Nunca é demais resgatar nossa história tantas vezes contada pelos vencedores e não por aqueles que resistiram. Detalhar como foram os períodos sombrios da ditadura em todas as suas dimensões, assim como punir seus responsáveis, é algo que ainda nos desafia pelo fato de que sofremos as sequelas daqueles tempos até os dias de hoje. A memória ainda é um instrumento de resistência para que não se esqueça e para que nunca mais aconteça, mas também para que nos provoque a ir além do óbvio; esse é o diferencial do filme. Obviamente estamos convencidos do papel da juventude estudantil e universitária, dos intelectuais, dos militantes dos partidos de esquerda, assim como dos cristãos revolucionários nos processos de resistência. Sabemos também do papel dos generais e torturadores, carcereiros, delatores nesse período. E quem mais? São tantos personagens a serem desvendados, tanto no silêncio cúmplice quanto na voz que salva e que liberta. Colocá-los na memória, como parte indelével dessa história, ainda é um desafio. Miguel, sensível a isso, traz uma importante lição: o que nos une muitas vezes pode ser bem mais forte do que o que nos separa.
Não posso terminar esse texto sem lembrar que no último dia 22 de abril completaram-se dois anos da partida do poeta, escritor, artista plástico e militante Alípio Freire que, assim como tantos companheiros e companheiras, cristãos ou não, foi preso e violentamente torturado nos anos de chumbo de nosso país.
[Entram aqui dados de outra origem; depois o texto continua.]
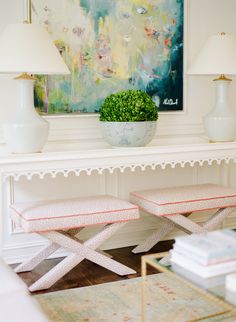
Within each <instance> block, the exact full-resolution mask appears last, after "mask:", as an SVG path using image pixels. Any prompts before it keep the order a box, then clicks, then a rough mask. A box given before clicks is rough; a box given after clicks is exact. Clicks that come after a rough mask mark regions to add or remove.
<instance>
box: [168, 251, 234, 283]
mask: <svg viewBox="0 0 236 322" xmlns="http://www.w3.org/2000/svg"><path fill="white" fill-rule="evenodd" d="M170 253H171V262H172V263H174V264H177V265H179V266H181V267H183V268H184V269H186V270H189V271H190V272H192V273H194V274H197V275H199V276H201V277H203V278H208V277H213V276H218V275H223V274H227V273H232V272H236V260H232V261H228V262H224V263H219V264H215V265H208V266H203V265H200V264H198V263H196V262H195V261H193V260H191V259H189V258H187V257H186V256H183V255H181V254H179V253H177V252H175V251H174V250H172V251H170Z"/></svg>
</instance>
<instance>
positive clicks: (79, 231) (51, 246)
mask: <svg viewBox="0 0 236 322" xmlns="http://www.w3.org/2000/svg"><path fill="white" fill-rule="evenodd" d="M82 229H83V227H81V228H76V229H71V230H68V231H67V233H68V234H70V235H71V236H75V235H77V234H78V233H79V232H80V231H81V230H82ZM60 247H61V246H60V245H58V244H55V243H53V242H50V244H48V245H46V246H45V247H43V248H42V249H40V250H39V251H38V252H37V253H36V254H35V255H34V256H33V257H31V258H30V259H27V260H26V261H25V262H23V263H22V264H20V265H18V266H17V267H16V268H15V272H16V273H22V272H29V271H32V270H33V269H34V268H35V267H36V266H38V265H39V264H40V263H41V262H42V261H43V260H44V259H46V258H48V256H50V255H51V254H53V253H54V252H55V251H56V250H57V249H59V248H60Z"/></svg>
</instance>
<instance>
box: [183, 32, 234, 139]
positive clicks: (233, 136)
mask: <svg viewBox="0 0 236 322" xmlns="http://www.w3.org/2000/svg"><path fill="white" fill-rule="evenodd" d="M188 74H193V75H217V76H218V78H216V79H214V81H215V86H216V98H215V105H214V107H213V109H212V110H211V111H210V113H208V114H207V115H206V116H205V117H204V120H203V121H204V127H205V131H206V134H207V136H208V137H209V139H210V141H213V142H224V141H233V140H235V139H236V110H233V109H232V108H231V107H230V104H229V85H230V83H231V79H230V78H228V77H226V76H225V75H236V37H234V36H232V35H227V34H225V33H221V34H219V35H215V36H211V37H210V38H209V39H208V40H207V42H206V44H205V45H204V47H203V48H202V50H201V51H200V53H199V55H198V57H197V58H196V60H195V61H194V63H193V65H192V66H191V67H190V69H189V71H188Z"/></svg>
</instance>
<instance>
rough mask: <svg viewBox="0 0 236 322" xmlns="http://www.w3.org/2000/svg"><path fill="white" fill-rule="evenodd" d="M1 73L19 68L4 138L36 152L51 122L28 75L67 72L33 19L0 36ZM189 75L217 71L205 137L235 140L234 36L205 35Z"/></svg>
mask: <svg viewBox="0 0 236 322" xmlns="http://www.w3.org/2000/svg"><path fill="white" fill-rule="evenodd" d="M0 72H1V73H14V74H16V73H19V74H20V76H18V77H16V78H15V80H16V82H17V87H18V97H17V100H18V101H17V104H18V106H17V109H16V112H15V114H14V117H13V118H12V120H11V121H10V122H8V124H5V125H4V126H3V133H4V137H5V141H6V143H7V145H8V147H9V149H10V151H11V152H13V153H34V152H40V151H41V150H42V148H43V146H44V145H45V143H46V141H47V139H48V132H49V124H48V122H47V121H46V120H45V119H44V118H42V117H41V116H40V115H39V114H38V113H37V112H36V110H35V108H34V97H33V86H34V81H35V79H34V77H32V75H38V74H43V75H51V74H54V75H55V74H69V73H70V71H69V69H68V67H67V66H66V64H65V62H64V61H63V59H62V57H61V55H60V53H59V51H58V50H57V48H56V46H55V45H54V44H53V42H52V40H51V39H50V36H49V34H48V33H47V32H46V31H45V30H44V29H43V28H41V27H40V26H37V25H34V24H28V23H23V24H15V25H14V24H13V25H9V26H7V27H6V29H5V30H4V31H3V33H2V35H1V36H0ZM188 74H199V75H217V76H219V77H218V78H216V79H215V85H216V99H215V105H214V108H213V109H212V110H211V112H210V113H209V114H207V115H206V116H205V117H204V120H203V122H204V127H205V131H206V134H207V136H208V138H209V139H210V140H211V141H214V142H224V141H233V140H235V139H236V111H235V110H234V109H232V108H231V107H230V104H229V95H228V91H229V84H230V82H231V79H229V78H227V77H226V76H225V75H235V74H236V38H235V37H234V36H231V35H227V34H225V33H221V34H219V35H216V36H212V37H210V38H209V40H208V41H207V43H206V44H205V46H204V47H203V49H202V50H201V52H200V54H199V56H198V57H197V59H196V60H195V62H194V63H193V64H192V66H191V67H190V69H189V70H188Z"/></svg>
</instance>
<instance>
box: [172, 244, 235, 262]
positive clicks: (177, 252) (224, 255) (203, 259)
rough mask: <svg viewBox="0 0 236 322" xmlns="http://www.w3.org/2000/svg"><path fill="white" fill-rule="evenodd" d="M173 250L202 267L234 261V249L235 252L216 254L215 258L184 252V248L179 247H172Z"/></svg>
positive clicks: (209, 256)
mask: <svg viewBox="0 0 236 322" xmlns="http://www.w3.org/2000/svg"><path fill="white" fill-rule="evenodd" d="M173 250H174V251H176V252H177V253H179V254H181V255H183V256H186V257H187V258H189V259H192V260H193V261H195V262H197V263H199V264H201V265H204V266H206V265H213V264H218V263H223V262H227V261H229V260H236V248H235V251H233V252H232V251H230V252H227V251H225V252H221V253H218V255H217V256H215V257H213V256H203V255H202V254H199V253H197V254H196V253H195V252H192V251H189V250H186V248H185V247H182V246H181V245H174V248H173Z"/></svg>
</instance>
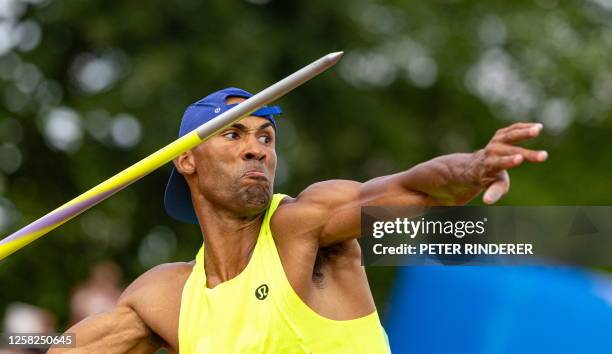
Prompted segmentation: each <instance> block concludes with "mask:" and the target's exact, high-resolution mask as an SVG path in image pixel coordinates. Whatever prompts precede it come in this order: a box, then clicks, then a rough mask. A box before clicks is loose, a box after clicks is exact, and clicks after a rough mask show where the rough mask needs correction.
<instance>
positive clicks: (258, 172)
mask: <svg viewBox="0 0 612 354" xmlns="http://www.w3.org/2000/svg"><path fill="white" fill-rule="evenodd" d="M244 176H245V177H253V178H258V179H268V178H267V177H266V174H265V173H263V172H261V171H258V170H251V171H247V172H246V173H245V174H244Z"/></svg>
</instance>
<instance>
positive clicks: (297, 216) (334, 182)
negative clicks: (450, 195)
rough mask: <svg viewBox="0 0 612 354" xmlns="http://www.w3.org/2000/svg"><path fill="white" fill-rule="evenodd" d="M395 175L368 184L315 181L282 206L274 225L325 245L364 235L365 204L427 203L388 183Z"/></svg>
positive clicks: (279, 211) (379, 177) (320, 243)
mask: <svg viewBox="0 0 612 354" xmlns="http://www.w3.org/2000/svg"><path fill="white" fill-rule="evenodd" d="M391 178H392V176H383V177H378V178H375V179H372V180H370V181H367V182H365V183H359V182H355V181H348V180H330V181H325V182H319V183H315V184H313V185H311V186H310V187H308V188H306V189H305V190H304V191H303V192H302V193H300V194H299V195H298V196H297V197H296V198H295V199H293V200H291V201H289V202H288V203H285V204H284V205H283V207H282V208H280V209H279V211H278V212H277V213H278V217H277V218H276V220H275V218H273V220H272V223H273V227H275V226H276V227H277V228H280V229H283V230H285V231H287V232H288V233H289V234H292V235H300V234H302V235H307V236H312V237H316V238H318V242H319V244H320V245H321V246H328V245H331V244H334V243H338V242H342V241H345V240H348V239H351V238H357V237H360V236H361V232H360V228H361V206H364V205H368V206H376V205H410V204H412V205H414V204H422V203H423V197H422V196H420V195H418V194H416V193H408V192H407V191H406V190H401V189H398V188H397V187H396V185H395V184H393V183H388V182H389V181H388V180H389V179H391ZM276 216H277V214H275V217H276ZM281 223H282V224H283V225H279V224H281ZM274 224H276V225H274Z"/></svg>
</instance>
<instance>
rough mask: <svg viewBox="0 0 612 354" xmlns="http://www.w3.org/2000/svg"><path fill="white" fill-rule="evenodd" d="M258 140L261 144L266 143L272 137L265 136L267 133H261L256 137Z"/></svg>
mask: <svg viewBox="0 0 612 354" xmlns="http://www.w3.org/2000/svg"><path fill="white" fill-rule="evenodd" d="M257 139H258V140H259V142H260V143H262V144H268V143H269V142H270V141H272V139H271V138H270V137H269V136H267V135H262V136H260V137H259V138H257Z"/></svg>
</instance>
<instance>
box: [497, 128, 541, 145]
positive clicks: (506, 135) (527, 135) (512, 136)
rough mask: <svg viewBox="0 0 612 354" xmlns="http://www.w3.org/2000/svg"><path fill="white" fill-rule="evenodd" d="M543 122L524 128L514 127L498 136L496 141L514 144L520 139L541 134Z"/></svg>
mask: <svg viewBox="0 0 612 354" xmlns="http://www.w3.org/2000/svg"><path fill="white" fill-rule="evenodd" d="M541 131H542V124H533V125H531V126H527V127H524V128H519V129H513V130H510V131H507V132H505V133H502V134H500V136H499V137H496V141H497V142H500V143H504V144H514V143H518V142H520V141H525V140H529V139H533V138H535V137H537V136H538V135H540V132H541Z"/></svg>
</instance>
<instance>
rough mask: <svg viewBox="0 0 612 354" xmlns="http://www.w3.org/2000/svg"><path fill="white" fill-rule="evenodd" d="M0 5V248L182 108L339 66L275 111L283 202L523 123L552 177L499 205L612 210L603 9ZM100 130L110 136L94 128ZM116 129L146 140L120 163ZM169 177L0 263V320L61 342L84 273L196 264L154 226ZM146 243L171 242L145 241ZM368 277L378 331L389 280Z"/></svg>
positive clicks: (158, 221)
mask: <svg viewBox="0 0 612 354" xmlns="http://www.w3.org/2000/svg"><path fill="white" fill-rule="evenodd" d="M7 3H10V4H13V5H11V6H13V7H12V8H10V9H12V10H10V9H9V10H10V11H8V10H6V9H4V10H2V11H4V12H5V13H4V15H3V16H2V19H1V20H0V27H1V26H8V27H7V28H9V29H12V30H7V31H8V32H7V31H4V32H6V33H4V35H0V42H2V40H1V39H2V36H4V37H5V38H4V39H5V42H6V41H9V42H10V41H11V40H12V41H13V42H12V44H9V45H7V46H6V48H5V49H4V50H3V53H4V54H3V55H2V56H1V57H0V77H2V80H0V93H1V97H0V138H1V139H2V140H1V141H0V144H2V145H1V148H0V168H1V170H2V171H3V172H2V173H1V174H0V177H1V178H0V181H1V182H2V183H0V185H1V186H2V199H0V201H1V203H0V206H1V207H2V213H0V214H1V215H0V216H1V217H0V220H3V222H2V227H3V230H2V235H8V234H10V233H11V232H12V231H14V230H16V229H17V228H19V227H21V226H23V225H25V224H27V223H29V222H31V221H33V220H35V219H37V218H38V217H40V216H42V215H43V214H45V213H47V212H49V211H51V210H53V209H54V208H56V207H58V206H59V205H61V204H62V203H64V202H66V201H67V200H69V199H71V198H73V197H75V196H76V195H78V194H80V193H81V192H83V191H85V190H86V189H89V188H90V187H92V186H94V185H95V184H97V183H99V182H101V181H103V180H105V179H106V178H108V177H110V176H112V175H114V174H115V173H117V172H118V171H120V170H122V169H123V168H125V167H127V166H129V165H131V164H132V163H134V162H136V161H138V160H139V159H141V158H143V157H145V156H147V155H148V154H150V153H151V152H153V151H154V150H156V149H158V148H160V147H162V146H164V145H166V144H167V143H169V142H171V141H172V140H173V139H174V138H175V136H176V133H177V130H178V124H179V121H180V117H181V115H182V113H183V110H184V109H185V107H186V106H187V105H189V104H190V103H192V102H194V101H196V100H198V99H199V98H201V97H203V96H205V95H206V94H208V93H210V92H212V91H215V90H217V89H219V88H223V87H228V86H238V87H243V88H245V89H247V90H250V91H253V92H256V91H259V90H261V89H263V88H265V87H266V86H268V85H270V84H272V83H274V82H276V81H277V80H279V79H281V78H283V77H284V76H286V75H287V74H289V73H291V72H293V71H294V70H296V69H298V68H300V67H302V66H303V65H305V64H307V63H309V62H311V61H312V60H314V59H316V58H318V57H320V56H322V55H323V54H326V53H328V52H332V51H338V50H344V51H346V55H345V57H344V58H343V61H342V63H341V64H339V65H338V66H337V67H336V68H334V69H333V70H332V71H330V72H327V73H325V74H324V75H322V76H320V77H319V78H317V79H316V80H313V81H312V82H309V83H308V84H306V85H305V86H303V87H301V88H299V89H298V90H296V91H294V92H292V93H291V94H289V95H287V96H286V97H285V98H283V99H282V100H280V101H279V102H278V103H279V104H280V105H282V106H283V108H284V110H285V112H286V114H285V115H284V116H283V118H281V121H280V123H279V124H280V135H279V142H278V146H277V149H278V151H279V155H280V156H281V157H282V161H281V164H280V166H279V168H280V169H281V171H279V175H281V176H284V177H282V178H280V180H279V181H278V183H277V186H276V191H279V192H284V193H288V194H292V195H295V194H297V193H298V192H299V191H300V190H302V189H303V188H305V187H306V186H308V185H309V184H311V183H313V182H316V181H320V180H325V179H330V178H348V179H354V180H359V181H365V180H367V179H369V178H372V177H374V176H378V175H382V174H387V173H391V172H395V171H399V170H403V169H407V168H410V167H411V166H413V165H415V164H417V163H419V162H422V161H424V160H427V159H430V158H432V157H435V156H437V155H440V154H444V153H449V152H457V151H474V150H476V149H478V148H480V147H482V146H484V144H485V143H486V142H487V141H488V139H489V138H490V137H491V135H492V134H493V133H494V131H495V130H496V129H498V128H501V127H503V126H504V125H507V124H510V123H512V122H513V121H517V120H525V121H543V122H544V123H545V124H546V127H547V129H546V131H545V134H544V136H543V137H542V138H541V139H538V141H537V142H533V143H529V144H528V146H531V147H538V148H545V149H547V150H548V151H549V155H550V158H549V161H547V162H546V163H545V164H544V165H541V166H530V165H525V166H523V167H521V168H520V169H517V170H516V171H513V172H512V173H511V177H512V188H511V192H510V194H509V195H508V196H507V197H506V198H504V200H503V201H502V204H507V205H573V204H586V205H605V204H608V203H609V201H610V199H611V197H612V189H611V188H610V187H609V176H610V172H611V169H612V167H611V165H610V163H609V161H610V156H611V155H612V151H611V149H610V136H611V134H610V133H611V132H612V119H610V118H611V116H612V114H611V110H610V108H611V107H612V68H611V66H610V63H612V20H610V19H611V18H612V16H610V15H611V11H612V8H611V7H612V6H610V3H609V2H607V1H604V0H592V1H585V2H578V1H568V2H560V1H555V0H538V1H512V2H501V1H490V2H472V1H451V0H448V1H398V0H377V1H374V0H355V1H348V0H339V1H323V0H310V1H276V0H273V1H266V0H257V1H256V0H251V2H247V1H234V0H232V1H196V0H166V1H161V0H153V1H147V2H136V1H101V0H78V1H76V0H70V1H69V0H67V1H58V0H43V1H34V0H31V1H25V0H14V1H9V2H7ZM7 6H8V5H7ZM5 7H6V6H5ZM2 11H0V13H1V12H2ZM11 11H12V12H11ZM7 13H8V15H7ZM24 23H29V24H30V25H32V24H34V25H33V26H35V27H36V26H37V27H38V29H39V32H40V39H39V40H38V41H34V42H35V43H34V44H35V45H32V38H29V39H28V37H27V36H24V35H22V36H21V37H20V36H19V32H18V31H17V32H15V31H16V30H15V28H18V27H19V25H20V24H24ZM11 31H12V32H11ZM23 31H25V30H23ZM23 31H22V32H21V33H23ZM1 32H2V31H0V33H1ZM7 33H8V34H7ZM16 33H17V34H16ZM25 33H28V32H27V31H25ZM32 33H34V34H35V31H34V32H30V35H32ZM11 38H12V39H11ZM34 39H35V38H34ZM28 40H30V42H28ZM24 43H25V44H24ZM30 47H31V48H30ZM95 60H102V61H103V62H105V63H107V64H108V63H111V64H112V65H111V67H112V68H113V75H114V79H113V80H111V82H110V83H107V84H106V85H102V86H103V88H101V89H95V90H93V91H92V90H91V89H89V90H88V89H87V88H86V86H84V84H83V83H82V81H83V78H82V76H83V75H84V74H83V72H84V69H83V68H84V67H85V66H86V65H85V64H83V63H87V62H89V63H92V62H95ZM28 64H32V65H33V66H34V67H35V70H36V71H37V72H38V74H39V76H38V78H37V79H36V80H33V79H32V78H31V77H29V76H27V75H26V74H27V73H30V74H31V72H32V66H31V65H30V66H27V65H28ZM24 66H27V68H28V70H25V69H24ZM90 68H91V67H90ZM24 70H25V71H24ZM24 72H25V73H26V74H24ZM94 74H96V72H95V70H94ZM97 74H100V73H99V72H98V73H97ZM97 74H96V75H97ZM32 75H34V74H31V75H30V76H32ZM96 75H94V78H93V81H94V82H96V79H97V78H96ZM34 76H36V75H34ZM28 80H29V81H28ZM90 80H91V78H90ZM33 81H34V82H33ZM28 85H29V86H28ZM32 86H34V88H32ZM58 107H64V108H67V109H69V110H71V112H72V113H74V114H76V122H77V127H78V129H79V132H80V133H81V134H82V135H81V138H80V139H77V140H78V142H76V143H75V144H76V145H75V146H76V147H74V146H73V147H71V148H69V149H68V150H66V149H64V150H63V149H62V148H58V147H57V146H54V144H53V143H52V142H50V141H51V140H52V139H50V138H49V137H48V136H47V135H48V134H47V133H45V129H46V127H47V128H48V122H49V117H50V112H53V110H54V109H57V108H58ZM96 114H98V116H102V117H106V118H104V119H100V120H99V122H98V123H100V122H102V123H100V124H101V125H98V126H96V125H95V124H94V122H96V120H95V119H94V118H92V117H94V116H96ZM121 114H128V115H129V116H131V117H133V119H136V120H137V122H138V125H139V127H140V136H141V139H139V140H138V143H137V144H135V145H133V146H130V147H121V146H120V145H118V144H116V143H115V142H113V138H112V136H111V135H112V134H110V133H108V124H109V122H112V121H113V119H116V118H117V117H120V116H121ZM73 123H74V120H73ZM104 124H106V125H104ZM91 127H94V128H95V127H98V130H97V131H98V133H99V134H98V136H96V133H95V132H93V131H95V130H96V129H94V128H91ZM87 128H89V130H88V129H87ZM105 131H106V133H105ZM46 134H47V135H46ZM16 151H17V152H16ZM169 171H170V166H167V167H166V168H162V169H160V170H158V171H155V172H154V173H152V174H151V175H149V176H147V177H146V178H144V179H142V180H141V181H139V182H137V183H135V184H134V185H132V186H130V187H129V188H127V189H126V190H124V191H122V192H120V193H119V194H117V195H115V196H113V197H112V198H111V199H109V200H107V201H105V202H103V203H102V204H100V205H98V206H96V207H95V208H94V209H92V210H91V211H89V212H87V213H86V214H84V215H81V216H79V217H78V218H77V219H75V220H73V221H71V222H69V223H68V224H65V225H64V226H62V227H60V228H59V229H57V230H55V231H53V232H51V233H50V234H49V235H47V236H45V237H44V238H42V239H41V240H38V241H36V242H35V243H33V244H31V245H29V246H28V247H26V248H24V249H23V250H21V251H19V252H18V253H16V254H14V255H12V256H10V257H9V258H8V259H6V260H4V261H2V262H0V315H1V312H2V311H3V309H4V307H5V305H6V304H8V303H10V302H12V301H22V302H28V303H32V304H36V305H39V306H42V307H45V308H48V309H50V310H51V311H53V313H55V314H56V315H57V316H58V319H59V321H60V324H63V323H65V321H67V316H68V304H67V299H68V296H69V292H70V290H71V288H72V287H73V286H74V284H76V283H77V282H79V281H82V280H83V279H85V278H86V276H87V274H88V271H89V267H90V265H91V264H93V263H94V262H96V261H99V260H104V259H112V260H114V261H115V262H117V263H118V264H119V265H121V267H122V268H123V269H124V271H125V274H124V276H125V279H126V282H130V281H132V280H133V279H135V278H136V277H137V276H138V275H139V274H141V273H142V272H144V271H145V270H146V269H148V268H150V266H151V264H150V263H151V262H153V261H156V260H157V261H159V262H169V261H186V260H190V259H191V258H193V256H194V254H195V251H196V249H197V247H198V246H199V243H200V242H201V236H200V234H199V231H198V229H197V228H195V227H193V226H191V225H183V224H180V223H178V222H175V221H173V220H172V219H170V218H169V217H168V216H167V215H166V214H165V212H164V210H163V207H162V195H163V191H164V187H165V183H166V179H167V177H168V174H169ZM474 203H480V201H474ZM160 230H161V231H160ZM152 233H156V234H158V235H159V234H160V233H161V234H163V235H162V236H161V238H160V237H157V238H155V237H153V238H150V237H149V238H148V239H147V237H148V236H147V235H151V234H152ZM160 239H161V240H162V242H161V244H160V241H159V240H160ZM156 245H157V246H164V247H166V248H168V250H169V252H168V253H165V252H164V251H161V252H159V251H155V247H156ZM147 252H149V253H151V254H152V256H151V255H149V256H147V255H142V253H147ZM143 259H144V261H143ZM369 273H370V282H371V284H372V288H373V291H374V295H375V297H376V301H377V303H378V305H379V309H381V311H383V312H384V309H385V300H386V296H387V293H388V290H389V288H390V286H391V285H392V277H393V269H385V268H377V269H369Z"/></svg>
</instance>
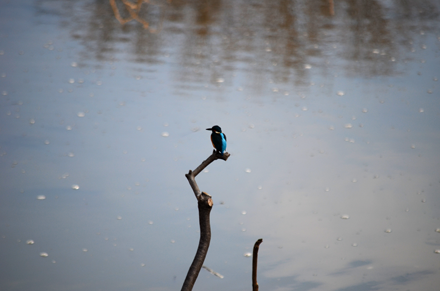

Após ter sobrevivido a todo este processo, em 2021 foi uma das milhares de vítimas do descaso do último governo, falecendo de Covid-19. Incansável na luta por uma nova sociedade, dedicou toda sua vida ao nosso povo e, entre risos e afetos, um dos seus grandes legados foi manter viva a memória de resistência dos que lutaram. Nosso velho comunista ateu deixou para nós sua imensa fé – no futuro, no improvável, na utopia da felicidade. Alípio queria mais e disse: “nós queremos o sonho, e como diria Calígula, nós queremos a lua, algo que seja aparentemente impossível, e nós teremos a lua”.
*Delana Corazza é pesquisadora do Instituto Tricontinental, Cientista Social (PUC-SP) e mestre em Arquitetura e Urbanismo (USP).